June 28, 2010 at 9:25 am

After reading Brian Reid’s blog, I remembered some interesting information about ASCO back in 2004. Public Interest Watch (PIW) called for a government investigation into ASCO, for the manipulative ways in which it has attempted to scuttle badly-needed healthcare reforms. An Associated Press (AP) account of maneuverings by ASCO in its attempts to preserve its lucrative chemotherapy concession, stated that PIW called on the U.S. Department of Health and Human Services (HHS) to open a formal investigation of its contract with Ketchum Communications to promote reforms to Medicare.

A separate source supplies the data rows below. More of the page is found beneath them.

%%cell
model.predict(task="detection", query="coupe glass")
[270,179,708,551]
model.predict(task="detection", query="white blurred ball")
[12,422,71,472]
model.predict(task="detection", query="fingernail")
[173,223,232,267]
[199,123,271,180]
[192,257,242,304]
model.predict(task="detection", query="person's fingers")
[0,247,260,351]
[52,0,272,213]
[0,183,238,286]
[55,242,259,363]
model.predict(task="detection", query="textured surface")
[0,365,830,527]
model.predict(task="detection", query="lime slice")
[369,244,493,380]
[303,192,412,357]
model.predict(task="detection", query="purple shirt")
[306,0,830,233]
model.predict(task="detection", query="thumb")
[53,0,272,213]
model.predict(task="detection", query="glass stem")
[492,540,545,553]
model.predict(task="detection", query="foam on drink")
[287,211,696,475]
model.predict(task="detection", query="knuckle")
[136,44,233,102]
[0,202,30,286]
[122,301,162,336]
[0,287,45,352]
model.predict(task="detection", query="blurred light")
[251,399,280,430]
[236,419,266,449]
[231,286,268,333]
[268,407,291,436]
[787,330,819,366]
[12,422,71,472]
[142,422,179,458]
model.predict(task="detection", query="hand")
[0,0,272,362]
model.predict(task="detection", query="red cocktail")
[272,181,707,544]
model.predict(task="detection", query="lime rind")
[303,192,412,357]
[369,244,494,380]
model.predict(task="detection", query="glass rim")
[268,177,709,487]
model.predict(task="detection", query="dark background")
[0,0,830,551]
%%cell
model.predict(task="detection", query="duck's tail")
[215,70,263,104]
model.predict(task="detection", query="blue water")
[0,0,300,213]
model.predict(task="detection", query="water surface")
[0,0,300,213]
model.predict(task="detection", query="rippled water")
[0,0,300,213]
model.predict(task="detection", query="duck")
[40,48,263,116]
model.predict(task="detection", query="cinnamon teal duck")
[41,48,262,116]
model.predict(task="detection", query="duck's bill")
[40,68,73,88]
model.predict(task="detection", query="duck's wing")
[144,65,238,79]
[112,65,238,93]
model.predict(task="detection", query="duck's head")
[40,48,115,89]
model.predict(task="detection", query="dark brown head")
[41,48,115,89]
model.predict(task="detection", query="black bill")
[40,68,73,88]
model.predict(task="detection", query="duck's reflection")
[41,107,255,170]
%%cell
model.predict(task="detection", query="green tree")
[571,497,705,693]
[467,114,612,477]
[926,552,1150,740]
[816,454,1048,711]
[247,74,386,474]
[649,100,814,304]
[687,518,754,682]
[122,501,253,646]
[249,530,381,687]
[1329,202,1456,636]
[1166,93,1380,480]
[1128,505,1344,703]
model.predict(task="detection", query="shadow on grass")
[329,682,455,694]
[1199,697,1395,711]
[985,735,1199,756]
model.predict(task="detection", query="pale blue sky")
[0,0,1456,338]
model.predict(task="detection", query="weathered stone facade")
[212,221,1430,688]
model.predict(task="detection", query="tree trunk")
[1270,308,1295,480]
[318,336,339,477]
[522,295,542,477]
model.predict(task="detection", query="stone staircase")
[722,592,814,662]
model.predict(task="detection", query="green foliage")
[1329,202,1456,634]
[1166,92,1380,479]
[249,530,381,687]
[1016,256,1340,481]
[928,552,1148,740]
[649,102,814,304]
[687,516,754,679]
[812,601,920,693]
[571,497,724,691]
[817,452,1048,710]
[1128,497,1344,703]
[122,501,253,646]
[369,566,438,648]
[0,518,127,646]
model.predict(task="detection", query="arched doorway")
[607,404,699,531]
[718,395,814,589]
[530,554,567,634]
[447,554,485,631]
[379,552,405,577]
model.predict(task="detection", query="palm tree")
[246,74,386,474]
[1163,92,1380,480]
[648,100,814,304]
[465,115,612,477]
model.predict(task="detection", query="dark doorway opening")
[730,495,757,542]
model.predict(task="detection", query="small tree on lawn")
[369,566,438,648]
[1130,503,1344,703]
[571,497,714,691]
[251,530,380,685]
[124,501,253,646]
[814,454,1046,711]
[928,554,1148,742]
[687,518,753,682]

According to AP, Ketchum was HHS’ principal contractor in its $87 million public campaign to gain acceptance of changes to Medicare. In its report, it also noted that Ketchum simultaneously was under contract with ASCO to scuttle some of the very changes HHS was paying it to promote.
PIW Interim Executive Director Lewis Fein stated, “Ketchum’s conduct in this matter appears to be so blatantly unethical that it defies explanation. It is literally working both sides of the same issue and millions of taxpayer dollars are being wasted.” Fein also noted, “We believe the American Society of Clinical Onoclogists is just as at fault as Ketchum. ASCO’s decision to retain Ketchum appears to be nothing more than a premeditated attempt to corrupt to legislative process and to waste millions in public funds in the process.”
ASCO has run into trouble before in the course of its campaign against Medicare reform. In March of that year, the editorial board of the New York Times criticized “angry doctors” for terrorizing their patients” into believing that a reformed Medicare drug reimbursement plan would force them to turn cancer patients out to less convenient and less comfortable hospitals for chemotherapy treatment.